I recommend that everyone takes a walk through their local animal control at least once--it's important to educate yourself on the system in your community. Despite the fact that the thought of coming face to face with such an institution makes many dog lovers' stomachs turn, there are actually a few things that we can learn from these open-intake shelters.
#1: Any breed can end up there. Contrary to popular belief, dogs of all breeds are euthanized on a daily basis in our nation's shelters. Purebred dogs make up a large percentage of dogs found in shelters. Although you may not have the fancy pedigree to go along with the dog, (and who cares about that, anyways?) you can still find a dog that has the breed characteristics and temperament you're looking for.
#2: The staff is not the problem. I've seen far too many cases where shelter staff are blamed and harassed for the euthanasias in their shelter. While there are certainly cases in which shelter staff have done something wrong or there is corruption in the county's system (you'll find a perfect example below!), in most cases, shelter staff are the dogs' biggest advocates. I know many animal control officers who go above and beyond to help the dogs that they pick up in the field. They have no control over how many owners dump dogs at the shelter or how many unwanted dogs are picked up as strays--they can only do their part to try to get the dogs out alive.

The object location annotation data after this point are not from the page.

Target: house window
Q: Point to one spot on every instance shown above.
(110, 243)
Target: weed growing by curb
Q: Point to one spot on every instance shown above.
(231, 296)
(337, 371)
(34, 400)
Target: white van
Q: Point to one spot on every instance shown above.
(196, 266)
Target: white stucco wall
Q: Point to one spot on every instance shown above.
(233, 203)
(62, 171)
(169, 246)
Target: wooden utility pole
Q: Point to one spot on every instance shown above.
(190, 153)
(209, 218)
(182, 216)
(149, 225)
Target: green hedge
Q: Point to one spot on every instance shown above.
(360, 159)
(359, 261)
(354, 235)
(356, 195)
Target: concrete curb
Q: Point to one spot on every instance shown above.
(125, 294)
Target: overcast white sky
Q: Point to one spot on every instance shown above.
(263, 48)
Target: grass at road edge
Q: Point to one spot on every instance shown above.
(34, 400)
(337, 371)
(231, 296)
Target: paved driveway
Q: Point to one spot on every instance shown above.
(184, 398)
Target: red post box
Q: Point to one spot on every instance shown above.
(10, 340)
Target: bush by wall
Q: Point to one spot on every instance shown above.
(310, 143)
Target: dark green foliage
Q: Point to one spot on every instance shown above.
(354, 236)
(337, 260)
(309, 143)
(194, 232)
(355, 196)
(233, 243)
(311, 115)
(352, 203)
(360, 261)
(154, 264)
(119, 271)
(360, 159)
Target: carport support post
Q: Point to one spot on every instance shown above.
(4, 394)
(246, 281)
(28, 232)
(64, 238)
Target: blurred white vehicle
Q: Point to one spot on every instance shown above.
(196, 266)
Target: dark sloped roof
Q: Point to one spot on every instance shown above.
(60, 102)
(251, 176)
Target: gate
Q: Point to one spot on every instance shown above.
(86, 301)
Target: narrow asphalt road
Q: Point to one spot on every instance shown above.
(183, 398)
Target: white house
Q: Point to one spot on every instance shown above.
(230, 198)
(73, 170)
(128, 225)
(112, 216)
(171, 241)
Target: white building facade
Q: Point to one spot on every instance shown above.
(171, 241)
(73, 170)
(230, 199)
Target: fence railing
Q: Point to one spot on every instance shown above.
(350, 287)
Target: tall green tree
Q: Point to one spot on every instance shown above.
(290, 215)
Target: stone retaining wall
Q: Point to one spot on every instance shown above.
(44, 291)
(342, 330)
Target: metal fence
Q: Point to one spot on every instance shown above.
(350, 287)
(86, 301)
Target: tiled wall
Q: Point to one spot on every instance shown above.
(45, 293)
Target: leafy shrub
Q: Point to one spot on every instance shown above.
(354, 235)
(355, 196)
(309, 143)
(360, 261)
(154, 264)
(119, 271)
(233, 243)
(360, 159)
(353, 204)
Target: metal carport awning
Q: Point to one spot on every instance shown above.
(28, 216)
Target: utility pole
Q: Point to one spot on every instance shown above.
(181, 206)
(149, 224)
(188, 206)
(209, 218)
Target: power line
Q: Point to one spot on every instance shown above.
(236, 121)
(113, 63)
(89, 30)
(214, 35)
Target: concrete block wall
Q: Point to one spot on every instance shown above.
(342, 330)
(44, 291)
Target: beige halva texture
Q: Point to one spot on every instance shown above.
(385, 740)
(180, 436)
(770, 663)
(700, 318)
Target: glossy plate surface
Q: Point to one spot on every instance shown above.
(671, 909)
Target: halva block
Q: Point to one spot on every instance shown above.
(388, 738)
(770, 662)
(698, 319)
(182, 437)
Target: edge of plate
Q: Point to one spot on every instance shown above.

#3: There is nothing inherently "wrong" with the dogs there. If you've ever read some of the reasons people surrender their dogs to a shelter, some of them will literally make you want to laugh...or cry. I've seen dogs surrendered because the dog tried to sleep in the bed with a child, because an 8-week-old puppy couldn't go an 8 hour day without toileting in the house, because the family was going on vacation and couldn't be bothered to find somewhere for the dog to stay for a week--I could go on and on. You'd be surprised how few dogs are actually surrendered for real behavioral issues.
#4: Something has to change. Don't get me wrong--there's nothing better than the feeling of saving a dog from a high-kill shelter. But despite the best efforts of adopters and rescue groups, that empty cage will soon be replaced with a new dog in need of a home. We're just putting a flimsy bandaid on a wound that won't stop bleeding.
Educating people about responsible pet ownership and the extraordinary need to spay and neuter is the only way to truly solve this problem. There are too many abandoned dogs and unwanted litters, and not enough homes.
#5: Change is possible. Even huge county shelters can turn the corner. A perfect example is Fulton County Animal Control here in Atlanta, one of the most overcrowded shelters I had ever seen. The shelter used to be managed by an extremely corrupt non-profit organization. But 2 years ago, Lifeline Animal Project took over operations and everything has changed. The euthanasia rate has gone from 60% to 17%, thanks to the dedication of staff, volunteers, and the general public. The shelter has implemented a "retention counseling" program that helps educate the public and keep more dogs in their homes and out of the shelter. This type of education is critical to keeping the shelter's intake numbers down, and helping people have better relationships with their dogs.
Do your part and please spay and neuter your pets, or keep them safely contained where they don't have any chance of causing an unwanted litter. Take it a step further and get involved in a local organization that's committed to educating the general public about responsible pet ownership. It can and will make a difference!